Dimanche, fin juin, début d’après-midi, assis face à moi sur son balcon. Je ne crois pas qu’il l’ait aménagé lui-même. Quelques guirlandes de lumière bien agencées, une plante morte qu’il semble avoir oubliée dans un coin, une chaise chacun et sur la table de la citronnade, du chocolat fondu et des fraises. On devine le ciel dégagé entre les bâtiments. J’ai ramené la citronnade, le chocolat qu’il a fait fondre et les fraises. J’imagine le spectacle qu’offrent les larges vitres bleues transparentes de l’immeuble de bureaux en face - il m’explique qu’il n’y a jamais vu personne. J’arrête d’imaginer, aucun intérêt pour une scène qu’il ne voit pas même en semaine. Il habite en périphérie de la capitale, le prolongement récent du métro n’empêche pas le silence de cette ville. Elle ne semble abriter que lui et des bureaux vides. Je fais le tour du paysage par-dessus le balcon. Je lui demande s’il voit le lever ou le coucher du soleil. Il m’indique d’où il se lève, juste ici, espace vacant de bâtiments hauts. J’imagine l’aube comme il peut la voir sur son balcon, juste ici.

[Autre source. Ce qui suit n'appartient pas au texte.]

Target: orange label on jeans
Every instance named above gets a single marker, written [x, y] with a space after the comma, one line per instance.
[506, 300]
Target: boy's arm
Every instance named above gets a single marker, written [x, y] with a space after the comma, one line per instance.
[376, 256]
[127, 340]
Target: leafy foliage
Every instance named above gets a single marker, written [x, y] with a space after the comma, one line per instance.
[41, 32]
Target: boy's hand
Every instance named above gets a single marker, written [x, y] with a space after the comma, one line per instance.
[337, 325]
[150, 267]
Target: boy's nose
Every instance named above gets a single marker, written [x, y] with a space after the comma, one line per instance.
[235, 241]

Il interrompt l’aube en me resservant de la citronnade, mes yeux se posent à nouveau sur lui et ne le quittent plus. Chaque fraise qu’il plonge dans le chocolat fondu, je me noie avec elle. On fini la citronnade, il a mangé la dernière fraise.

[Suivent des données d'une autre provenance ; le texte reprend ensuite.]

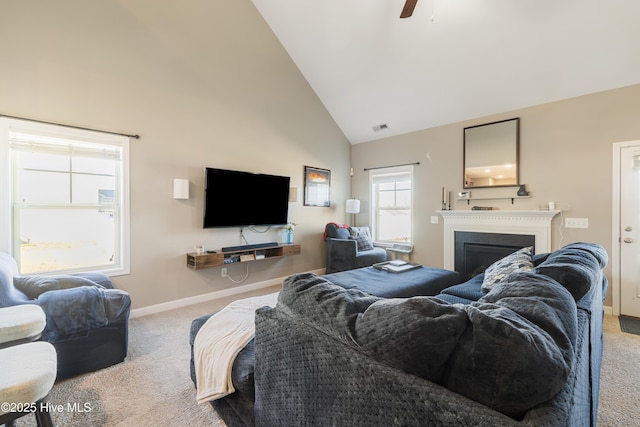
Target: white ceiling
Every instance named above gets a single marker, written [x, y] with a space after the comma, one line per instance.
[453, 60]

Il a laissé son verre vide sur la table. C’est encore son verre quand je le porte à la cuisine. C’est encore son verre quand je le pose dans le levier. C’est toujours son verre sur lequel je fais couler l’eau tiède. Je me résigne à y passer l’éponge imbibée de liquide vaisselle, la frotte sur ce verre imbibé de ses lèvres, imbibé de ce matin. Le produit mousse, je n’y peux rien. Ce n’est bientôt plus son verre que je rince. Le sien était imbibé de ses lèvres, imbibé de ce matin, les bulles l’ont englouti alors qu’il était encore plein de lui et maintenant je dois ranger un verre qui n’a plus que l’odeur pernicieuse du nettoyant.
En sortant j’ai eu la nausée et je ne sais pas si c’était ce plat semoules-légumes réchauffé qui semblait injurier toute ma généalogie ou l’odeur de ma chemise qui ne me semblait être que son odeur à lui, comme si je le portais sur moi comme si elle avait macéré dans ses sécrétions, qui me remontait aux narines. Ou les deux. Probablement les deux dans une conjuration grossière.